The 19th century Western explorer John Fremont would finally have a major geographic feature named for him in Nevada under a proposal approved by a state board.
The Nevada State Board on Geographic Names last week unanimously voted to name a Lyon County peak where the man known as “The Pathfinder” is thought to have stood as Fremont Lookout.
The panel’s recommendation now goes to the U.S. Board on Geographic Names for final action.
Former Nevada state archivist Guy Rocha said Fremont is deserving of the honor because of his historic expeditions across the West, including one in 1843-44 that took him across portions of Nevada, California and Oregon.
Fremont was also one of the first two U.S. senators from California, the first presidential candidate of the Republican Party and a Union major general in the Civil War.

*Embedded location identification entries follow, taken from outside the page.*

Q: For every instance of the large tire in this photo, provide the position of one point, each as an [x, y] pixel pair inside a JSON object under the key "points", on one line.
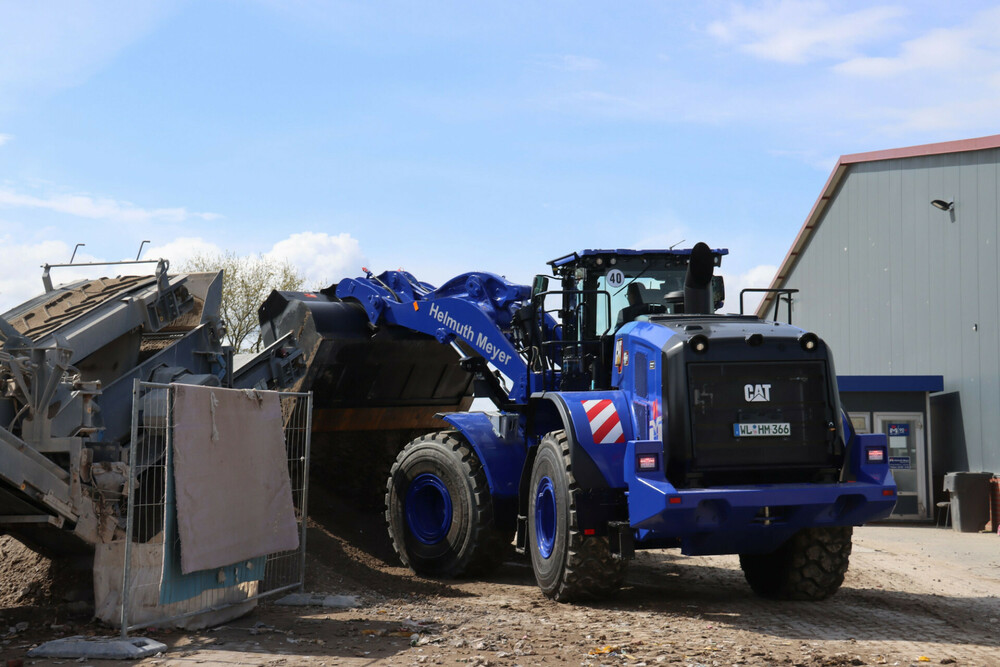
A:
{"points": [[568, 565], [439, 510], [809, 566]]}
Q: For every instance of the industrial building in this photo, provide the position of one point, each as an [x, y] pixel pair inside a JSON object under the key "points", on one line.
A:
{"points": [[896, 267]]}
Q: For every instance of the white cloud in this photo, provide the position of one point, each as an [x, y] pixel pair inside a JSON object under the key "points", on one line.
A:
{"points": [[102, 208], [321, 258], [960, 49], [799, 32], [758, 276]]}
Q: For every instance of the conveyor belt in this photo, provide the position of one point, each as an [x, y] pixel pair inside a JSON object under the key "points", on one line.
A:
{"points": [[67, 305]]}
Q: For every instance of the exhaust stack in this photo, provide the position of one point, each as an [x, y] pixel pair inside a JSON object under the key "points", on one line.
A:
{"points": [[698, 281]]}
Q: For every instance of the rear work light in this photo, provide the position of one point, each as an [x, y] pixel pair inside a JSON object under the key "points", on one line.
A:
{"points": [[875, 455], [647, 462]]}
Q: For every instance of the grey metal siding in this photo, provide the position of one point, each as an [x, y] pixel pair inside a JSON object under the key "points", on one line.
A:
{"points": [[899, 288]]}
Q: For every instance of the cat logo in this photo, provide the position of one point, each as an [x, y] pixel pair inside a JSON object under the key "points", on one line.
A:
{"points": [[757, 393]]}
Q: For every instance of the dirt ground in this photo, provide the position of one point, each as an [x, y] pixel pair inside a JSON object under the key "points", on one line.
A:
{"points": [[913, 596]]}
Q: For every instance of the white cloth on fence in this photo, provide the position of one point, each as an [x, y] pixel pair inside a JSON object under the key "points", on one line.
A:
{"points": [[234, 496]]}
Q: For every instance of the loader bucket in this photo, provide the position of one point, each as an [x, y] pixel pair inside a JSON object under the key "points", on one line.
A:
{"points": [[374, 389], [365, 378]]}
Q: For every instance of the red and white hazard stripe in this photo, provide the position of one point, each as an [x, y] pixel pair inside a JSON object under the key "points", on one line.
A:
{"points": [[605, 425]]}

“He was one of the principal players in the exploration of the West in the 19th century,” Rocha said. “The fact is he did these things, and it’s appropriate we recognize him.”
Rocha said it’s “highly probable” that Fremont stood on the west rocky point of Churchill Butte on Jan. 20, 1844, to gain a view west of the Sierra Nevada above Carson City.
Historians seek to name the 5,801-foot point for Fremont, who crossed the snowbound Sierra near California’s Carson Pass a month later. The second highest point on Churchill Butte, it’s located near old Fort Churchill along the Carson River 35 miles east of Carson City.
Mileages provided in Fremont’s journal and a government report led historians to the site, Rocha said, and the view from it is similar to the one Fremont described in his journal.
“We’ll never be able to know for sure if it’s where Fremont stood, but the consensus was to go with this point,” Rocha said, adding it matches best with historic documents.
The point is about 8 miles to the east of an ancient 5,003-foot volcanic cone at the northeastern end of the Pine Nut Mountains where historians initially believed Fremont stood.
In Nevada, Fremont has streets, schools and an obscure mountain pass named for him — but no major geographic feature.
On his 1843-44 trek across Nevada, he named some prominent features, including Pyramid Lake and the Humboldt and Walker rivers. He also came up with the name Great Basin for the vast region of interior drainage that covers most of Nevada and much of Utah.